Now you see them ... uh, now you dont? The San Diego Padres unveiled their new camouflage jerseys on Tuesday and there's already some speculation that the team's attention to detail might prove to be a little too effective in 2011.
While the Padres have worn two other camouflage jerseys since adopting the tradition in 2000, the previous versions used bolder prints worn by the Army and Navy. These new threads are meant to honor the Marines, but the MARPAT (short for "Marine Pattern") was designed by a computer and it features smaller splotches that are much harder to detect.
"Digitial camouflage," it's often called.
While these jerseys probably won't play major visual tricks on our eyes — it's not like the players are going to completely disappear from sight when framed against green grass — a few Marines say the Padres' tribute to the military won't be as easy to recognize as it has been in the past (see past examples below).
In other words, this is camouflage in its truest sense. From a distance, these new uniforms might simply look brown or green or whatever color the fabric has morphed into at that moment.

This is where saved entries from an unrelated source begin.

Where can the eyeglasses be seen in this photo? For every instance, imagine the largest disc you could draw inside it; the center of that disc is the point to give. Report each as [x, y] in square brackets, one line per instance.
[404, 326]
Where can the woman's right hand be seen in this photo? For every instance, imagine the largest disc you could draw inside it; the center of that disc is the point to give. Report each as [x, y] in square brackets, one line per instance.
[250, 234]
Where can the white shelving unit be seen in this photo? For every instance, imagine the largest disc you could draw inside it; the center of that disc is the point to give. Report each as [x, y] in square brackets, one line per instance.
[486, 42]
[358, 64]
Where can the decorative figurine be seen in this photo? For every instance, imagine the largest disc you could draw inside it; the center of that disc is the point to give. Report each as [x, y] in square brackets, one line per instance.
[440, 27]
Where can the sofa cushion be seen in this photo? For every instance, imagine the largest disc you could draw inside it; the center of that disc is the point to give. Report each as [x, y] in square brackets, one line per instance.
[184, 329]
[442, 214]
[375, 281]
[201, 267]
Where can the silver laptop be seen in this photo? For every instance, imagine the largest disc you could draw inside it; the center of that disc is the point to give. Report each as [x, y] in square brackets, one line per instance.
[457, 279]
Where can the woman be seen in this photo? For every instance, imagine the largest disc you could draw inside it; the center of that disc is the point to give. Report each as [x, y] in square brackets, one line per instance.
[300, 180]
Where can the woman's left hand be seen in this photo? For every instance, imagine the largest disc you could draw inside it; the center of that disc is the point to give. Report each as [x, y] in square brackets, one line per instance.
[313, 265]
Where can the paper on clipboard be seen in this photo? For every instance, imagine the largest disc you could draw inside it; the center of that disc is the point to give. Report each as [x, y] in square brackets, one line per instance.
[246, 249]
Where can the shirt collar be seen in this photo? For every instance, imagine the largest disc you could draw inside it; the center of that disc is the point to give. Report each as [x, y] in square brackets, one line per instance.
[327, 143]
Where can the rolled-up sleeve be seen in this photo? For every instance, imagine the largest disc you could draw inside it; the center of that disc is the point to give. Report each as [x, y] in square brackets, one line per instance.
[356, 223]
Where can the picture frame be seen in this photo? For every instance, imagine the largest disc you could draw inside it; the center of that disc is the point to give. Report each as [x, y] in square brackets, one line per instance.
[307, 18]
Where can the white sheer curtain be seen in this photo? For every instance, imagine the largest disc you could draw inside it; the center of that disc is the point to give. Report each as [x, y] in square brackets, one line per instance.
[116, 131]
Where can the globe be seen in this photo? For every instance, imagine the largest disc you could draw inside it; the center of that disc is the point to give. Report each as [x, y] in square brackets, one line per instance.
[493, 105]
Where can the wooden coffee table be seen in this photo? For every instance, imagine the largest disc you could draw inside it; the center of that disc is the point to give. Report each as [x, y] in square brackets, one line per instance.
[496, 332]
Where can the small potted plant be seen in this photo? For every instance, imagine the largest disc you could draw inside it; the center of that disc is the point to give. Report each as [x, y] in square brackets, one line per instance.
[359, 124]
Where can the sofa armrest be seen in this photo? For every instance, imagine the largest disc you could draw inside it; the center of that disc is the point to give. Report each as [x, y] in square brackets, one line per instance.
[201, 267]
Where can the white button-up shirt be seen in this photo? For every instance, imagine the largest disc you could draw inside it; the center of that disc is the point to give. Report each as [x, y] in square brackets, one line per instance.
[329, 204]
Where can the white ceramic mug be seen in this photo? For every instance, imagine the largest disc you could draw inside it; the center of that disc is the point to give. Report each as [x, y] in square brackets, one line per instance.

The digital pattern creates no solid lines or edges and blurs the outline of the human profile. Even the seams have soft edges.
As a Marine wearing a MARPAT uniform moves around, the colors mesh with the background.
"Up close, they look great," said Jack Ensch, the Padres' retiring director of military affairs. "But they are going to blend in more on television and from the stands. Many fans aren't going to be able to tell that these are camouflage uniforms paying tribute to the military."
The Marines quoted in that article above say they're still honored that the Padres have adopted their pattern, but not everyone likes the continued use of camouflage on uniforms. Uni Watch's Paul Lukas made his case against the practice a few years ago and the Padres' alternates were recently named the third-worst uniform in sports.
While I haven't liked the Chicago White Sox or Cincinnati Reds donning copycat camo uniforms in recent years, the Padres' tribute has always seemed top notch to me. It's actually one of the better community outreach efforts by a team, considering the city's military history and the composition of its fan base.
What's even cooler is that the team made the effort to recognize a third branch with these new tops. The authenticity of the Marines' uniforms might cause problems, sure, but it's that commitment to realism that keeps it a tribute that is rooted in honor and respect.